Вот и думаю себе: начну-ка я его теперь к работе какой приучать, да не вдруг; пусть сперва погуляет маленько, а я меж тем приглянусь, поищу, к чему бы такому, Емеля, способность найти в тебе. Потому что на всякое дело, сударь, наперёд всего человеческая способность нужна. И стал я к нему втихомолку приглядываться. Вижу: отчаянный ты человек, Емельянушка! Начал я, сударь, сперва с доброго слова: так и сяк, говорю, Емельян Ильич, ты бы на себя посмотрел да как-нибудь там пооправился.
– Полно гулять! Смотри-ка, в отрепье весь ходишь, шинелишка-то твоя, простительно сказать, на решето годится; нехорошо! Пора бы, кажется, честь знать. – Сидит, слушает меня, понуря голову, мой Емельянушка. Чего, сударь! Уж до того дошёл, что язык пропил, слова путного сказать не умеет. Начнёшь ему про огурцы, а он тебе на бобах откликается! слушает меня, долго слушает, а потом и вздохнёт.
– Чего ж ты вздыхаешь, спрашиваю, Емельян Ильич?
– Да так-с, ничего, Астафий Иваныч, не беспокойтесь. А вот сегодня две бабы, Астафий Иваныч, подрались на улице, одна у другой лукошко с клюквой невзначай рассыпала.
– Ну, так что ж?
– А другая за то ей нарочно её же лукошко с клюквой рассыпала, да ещё ногой давить начала.
– Ну, так что ж, Емельян Ильич?
– Да ничего-с, Астафий Иваныч, я только так.
«Ничего-с, только так. Э-эх! думаю, Емеля, Емелюшка! пропил-прогулял ты головушку!..»
– А то барин ассигнацию обронил на панели в Гороховой, то бишь в Садовой.

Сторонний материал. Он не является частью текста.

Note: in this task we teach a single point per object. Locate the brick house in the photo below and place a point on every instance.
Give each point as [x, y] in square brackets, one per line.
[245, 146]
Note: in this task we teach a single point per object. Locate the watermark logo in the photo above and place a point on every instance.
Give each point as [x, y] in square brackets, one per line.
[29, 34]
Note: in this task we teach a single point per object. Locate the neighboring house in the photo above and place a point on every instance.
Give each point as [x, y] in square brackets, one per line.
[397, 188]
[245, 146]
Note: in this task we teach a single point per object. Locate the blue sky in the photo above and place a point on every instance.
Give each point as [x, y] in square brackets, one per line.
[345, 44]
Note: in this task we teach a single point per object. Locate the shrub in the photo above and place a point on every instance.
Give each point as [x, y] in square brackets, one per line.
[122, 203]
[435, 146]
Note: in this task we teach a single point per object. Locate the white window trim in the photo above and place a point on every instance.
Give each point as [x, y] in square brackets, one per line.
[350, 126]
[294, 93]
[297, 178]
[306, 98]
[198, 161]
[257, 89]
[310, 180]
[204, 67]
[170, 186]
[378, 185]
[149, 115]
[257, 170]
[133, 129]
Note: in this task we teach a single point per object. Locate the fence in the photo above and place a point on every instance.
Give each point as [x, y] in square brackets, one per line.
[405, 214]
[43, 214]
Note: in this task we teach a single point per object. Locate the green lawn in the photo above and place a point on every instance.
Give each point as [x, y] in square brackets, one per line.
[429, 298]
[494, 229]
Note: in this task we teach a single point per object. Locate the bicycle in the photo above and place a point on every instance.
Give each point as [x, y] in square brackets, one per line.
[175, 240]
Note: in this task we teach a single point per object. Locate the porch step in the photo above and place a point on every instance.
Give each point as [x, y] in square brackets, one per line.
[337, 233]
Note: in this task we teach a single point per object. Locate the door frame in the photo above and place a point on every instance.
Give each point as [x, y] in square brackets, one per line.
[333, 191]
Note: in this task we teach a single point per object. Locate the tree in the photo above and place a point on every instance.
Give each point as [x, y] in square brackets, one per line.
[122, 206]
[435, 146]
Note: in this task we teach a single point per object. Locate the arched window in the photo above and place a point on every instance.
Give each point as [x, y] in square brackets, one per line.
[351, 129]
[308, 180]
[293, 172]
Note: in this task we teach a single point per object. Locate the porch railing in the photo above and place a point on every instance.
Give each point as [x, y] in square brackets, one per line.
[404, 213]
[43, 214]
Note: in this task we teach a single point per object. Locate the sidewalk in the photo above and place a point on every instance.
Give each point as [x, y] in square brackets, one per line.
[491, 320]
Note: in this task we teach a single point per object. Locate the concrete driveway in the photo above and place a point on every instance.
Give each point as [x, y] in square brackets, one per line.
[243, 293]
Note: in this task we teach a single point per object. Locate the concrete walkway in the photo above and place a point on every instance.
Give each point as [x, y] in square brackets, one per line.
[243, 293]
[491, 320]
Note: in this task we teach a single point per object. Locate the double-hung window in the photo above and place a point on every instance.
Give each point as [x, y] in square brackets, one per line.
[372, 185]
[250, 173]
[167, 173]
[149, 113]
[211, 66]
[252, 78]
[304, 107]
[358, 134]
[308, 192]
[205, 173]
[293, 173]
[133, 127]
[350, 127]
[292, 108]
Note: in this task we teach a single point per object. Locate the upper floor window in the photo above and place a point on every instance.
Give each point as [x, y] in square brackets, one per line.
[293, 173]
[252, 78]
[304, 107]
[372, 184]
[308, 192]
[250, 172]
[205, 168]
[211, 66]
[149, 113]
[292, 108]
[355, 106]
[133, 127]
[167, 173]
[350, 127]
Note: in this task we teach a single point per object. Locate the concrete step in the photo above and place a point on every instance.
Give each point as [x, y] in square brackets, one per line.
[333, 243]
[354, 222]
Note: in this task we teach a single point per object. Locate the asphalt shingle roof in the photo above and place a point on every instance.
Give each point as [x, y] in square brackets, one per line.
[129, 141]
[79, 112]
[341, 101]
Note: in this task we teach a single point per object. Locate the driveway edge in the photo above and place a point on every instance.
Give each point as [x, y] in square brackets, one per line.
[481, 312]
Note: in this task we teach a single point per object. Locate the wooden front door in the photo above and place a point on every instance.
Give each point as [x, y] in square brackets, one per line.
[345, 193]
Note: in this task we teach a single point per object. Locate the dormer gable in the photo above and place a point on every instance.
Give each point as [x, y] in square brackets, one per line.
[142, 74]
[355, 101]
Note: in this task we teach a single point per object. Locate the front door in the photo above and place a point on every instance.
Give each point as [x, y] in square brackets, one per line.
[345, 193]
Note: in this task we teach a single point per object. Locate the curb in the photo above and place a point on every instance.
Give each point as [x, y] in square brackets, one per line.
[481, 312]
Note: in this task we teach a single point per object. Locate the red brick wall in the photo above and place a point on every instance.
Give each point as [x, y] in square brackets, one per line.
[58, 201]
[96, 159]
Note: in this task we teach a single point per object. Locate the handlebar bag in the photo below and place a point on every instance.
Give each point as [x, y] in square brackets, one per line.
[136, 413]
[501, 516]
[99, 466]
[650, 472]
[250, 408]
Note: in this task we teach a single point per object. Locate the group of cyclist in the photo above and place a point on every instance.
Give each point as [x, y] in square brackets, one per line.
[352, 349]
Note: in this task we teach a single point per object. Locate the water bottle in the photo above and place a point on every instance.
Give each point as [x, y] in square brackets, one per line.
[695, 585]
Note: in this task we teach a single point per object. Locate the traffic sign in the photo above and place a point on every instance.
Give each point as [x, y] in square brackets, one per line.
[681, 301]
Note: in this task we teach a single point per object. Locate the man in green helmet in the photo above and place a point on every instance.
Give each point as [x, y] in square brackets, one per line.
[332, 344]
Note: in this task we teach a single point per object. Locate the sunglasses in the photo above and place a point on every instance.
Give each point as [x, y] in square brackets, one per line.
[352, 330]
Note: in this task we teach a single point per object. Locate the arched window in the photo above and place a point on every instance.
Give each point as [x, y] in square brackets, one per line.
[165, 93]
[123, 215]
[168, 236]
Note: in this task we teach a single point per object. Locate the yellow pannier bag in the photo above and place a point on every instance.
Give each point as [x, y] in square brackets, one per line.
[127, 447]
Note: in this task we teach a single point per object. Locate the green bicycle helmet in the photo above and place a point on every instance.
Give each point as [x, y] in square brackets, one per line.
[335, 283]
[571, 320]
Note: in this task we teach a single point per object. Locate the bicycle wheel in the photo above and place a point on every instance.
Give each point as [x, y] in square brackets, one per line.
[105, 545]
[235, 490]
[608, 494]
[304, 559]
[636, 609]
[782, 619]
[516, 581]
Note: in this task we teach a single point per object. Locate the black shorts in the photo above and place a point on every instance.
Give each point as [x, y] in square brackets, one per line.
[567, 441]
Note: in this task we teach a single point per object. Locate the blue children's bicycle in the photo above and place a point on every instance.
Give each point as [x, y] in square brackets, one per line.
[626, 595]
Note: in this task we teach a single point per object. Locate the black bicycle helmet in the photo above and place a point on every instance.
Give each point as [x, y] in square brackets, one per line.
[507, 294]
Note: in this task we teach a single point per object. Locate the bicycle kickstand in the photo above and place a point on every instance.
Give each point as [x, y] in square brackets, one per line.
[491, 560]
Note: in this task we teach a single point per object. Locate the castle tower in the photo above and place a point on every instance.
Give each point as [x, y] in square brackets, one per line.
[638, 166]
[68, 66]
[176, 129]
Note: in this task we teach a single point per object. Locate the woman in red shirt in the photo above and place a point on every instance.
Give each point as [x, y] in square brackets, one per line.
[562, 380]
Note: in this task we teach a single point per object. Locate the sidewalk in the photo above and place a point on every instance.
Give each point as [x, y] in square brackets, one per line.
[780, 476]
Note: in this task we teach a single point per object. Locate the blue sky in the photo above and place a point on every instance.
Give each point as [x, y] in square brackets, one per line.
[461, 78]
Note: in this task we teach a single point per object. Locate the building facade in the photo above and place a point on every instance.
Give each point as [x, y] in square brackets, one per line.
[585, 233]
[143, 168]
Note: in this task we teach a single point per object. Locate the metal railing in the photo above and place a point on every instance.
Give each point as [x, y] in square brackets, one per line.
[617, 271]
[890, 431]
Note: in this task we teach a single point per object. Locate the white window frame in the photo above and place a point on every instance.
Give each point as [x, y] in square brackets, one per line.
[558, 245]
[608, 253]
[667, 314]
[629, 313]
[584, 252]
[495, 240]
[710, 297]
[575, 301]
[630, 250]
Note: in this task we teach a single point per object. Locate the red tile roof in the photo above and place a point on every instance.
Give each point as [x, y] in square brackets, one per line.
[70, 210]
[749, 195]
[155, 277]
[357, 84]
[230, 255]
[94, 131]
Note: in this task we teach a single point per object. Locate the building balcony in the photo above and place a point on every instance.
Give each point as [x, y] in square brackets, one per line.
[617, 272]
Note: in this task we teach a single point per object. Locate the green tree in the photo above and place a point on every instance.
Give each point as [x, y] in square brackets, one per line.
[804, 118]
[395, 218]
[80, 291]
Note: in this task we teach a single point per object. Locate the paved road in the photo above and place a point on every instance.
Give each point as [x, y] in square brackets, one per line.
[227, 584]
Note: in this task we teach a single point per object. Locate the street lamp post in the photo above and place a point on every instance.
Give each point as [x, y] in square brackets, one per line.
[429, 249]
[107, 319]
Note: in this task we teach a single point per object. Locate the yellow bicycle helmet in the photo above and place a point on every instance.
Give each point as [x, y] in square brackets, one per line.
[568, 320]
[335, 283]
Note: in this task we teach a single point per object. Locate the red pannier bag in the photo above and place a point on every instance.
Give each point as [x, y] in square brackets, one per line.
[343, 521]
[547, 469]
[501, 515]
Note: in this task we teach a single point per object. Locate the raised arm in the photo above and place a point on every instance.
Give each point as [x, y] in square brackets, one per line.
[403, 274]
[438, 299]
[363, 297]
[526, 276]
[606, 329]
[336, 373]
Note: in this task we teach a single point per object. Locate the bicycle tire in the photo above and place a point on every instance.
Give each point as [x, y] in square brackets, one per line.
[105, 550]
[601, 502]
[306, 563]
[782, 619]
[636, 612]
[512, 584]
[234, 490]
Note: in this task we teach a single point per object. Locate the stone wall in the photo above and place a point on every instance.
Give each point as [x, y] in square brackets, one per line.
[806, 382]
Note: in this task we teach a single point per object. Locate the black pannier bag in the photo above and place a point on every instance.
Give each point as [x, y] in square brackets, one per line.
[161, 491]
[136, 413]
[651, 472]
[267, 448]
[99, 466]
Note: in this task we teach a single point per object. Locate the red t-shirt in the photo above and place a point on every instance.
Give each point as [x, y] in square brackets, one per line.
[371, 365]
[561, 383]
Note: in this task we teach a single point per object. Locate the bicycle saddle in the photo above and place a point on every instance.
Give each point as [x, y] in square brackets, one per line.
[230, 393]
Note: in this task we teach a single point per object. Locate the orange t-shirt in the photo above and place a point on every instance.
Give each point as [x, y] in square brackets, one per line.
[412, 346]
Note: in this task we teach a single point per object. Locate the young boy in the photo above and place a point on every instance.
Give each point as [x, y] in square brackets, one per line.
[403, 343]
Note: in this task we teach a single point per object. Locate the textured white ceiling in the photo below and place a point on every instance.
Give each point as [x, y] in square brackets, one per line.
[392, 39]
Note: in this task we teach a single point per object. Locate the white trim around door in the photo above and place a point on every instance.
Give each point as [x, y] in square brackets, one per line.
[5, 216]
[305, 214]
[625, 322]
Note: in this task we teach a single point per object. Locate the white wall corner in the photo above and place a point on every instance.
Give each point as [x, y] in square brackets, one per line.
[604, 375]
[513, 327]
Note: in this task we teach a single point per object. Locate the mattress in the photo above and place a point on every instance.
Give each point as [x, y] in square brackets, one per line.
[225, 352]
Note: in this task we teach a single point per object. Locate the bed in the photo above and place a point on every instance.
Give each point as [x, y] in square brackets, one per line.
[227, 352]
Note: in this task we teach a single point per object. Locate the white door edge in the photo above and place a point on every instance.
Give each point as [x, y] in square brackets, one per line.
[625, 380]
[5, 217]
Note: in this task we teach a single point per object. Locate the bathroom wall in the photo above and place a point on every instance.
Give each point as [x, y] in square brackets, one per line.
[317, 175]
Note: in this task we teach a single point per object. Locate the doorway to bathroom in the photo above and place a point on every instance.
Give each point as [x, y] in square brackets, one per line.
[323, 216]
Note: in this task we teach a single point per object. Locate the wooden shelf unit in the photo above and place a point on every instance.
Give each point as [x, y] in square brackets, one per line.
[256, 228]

А мужик увидал, говорит: моё счастье; а тут – другой увидал, говорит: нет, моё счастье! Я прежде твоего увидал…
– Ну, Емельян Ильич.
– И задрались мужики, Астафий Иваныч. А городовой подошёл, поднял ассигнацию и отдал барину, а мужиков обоих в будку грозил посадить.
– Ну, так что ж? что же тут такого назидательного есть, Емельянушка?
– Да я ничего-с. Народ смеялся, Астафий Иваныч.
– Э-эх, Емельянушка! что народ! Продал ты за медный алтын свою душеньку. А знаешь ли что, Емельян Ильич, я скажу-то тебе?
– Чего-с, Астафий Иваныч?
– Возьми-ка работу какую-нибудь, право, возьми. В сотый говорю, возьми, пожалей себя!
– Что же мне взять такое, Астафий Иваныч? я уж и не знаю, что я такое возьму; и меня-то никто не возьмёт, Астафий Иваныч.
– За то ж тебя и из службы изгнали, Емеля, пьющий ты человек!
– А то вот Власа-буфетчика в контору позвали сегодня, Астафий Иваныч.
– Зачем же, говорю, позвали его, Емельянушка?
– А вот уж и не знаю зачем, Астафий Иваныч. Значит, уж оно там нужно так было, так и потребовали…
«Э-эх! думаю, пропали мы оба с тобой, Емельянушка! За грехи наши нас господь наказует!» Ну, что с таким человеком делать прикажете, сударь!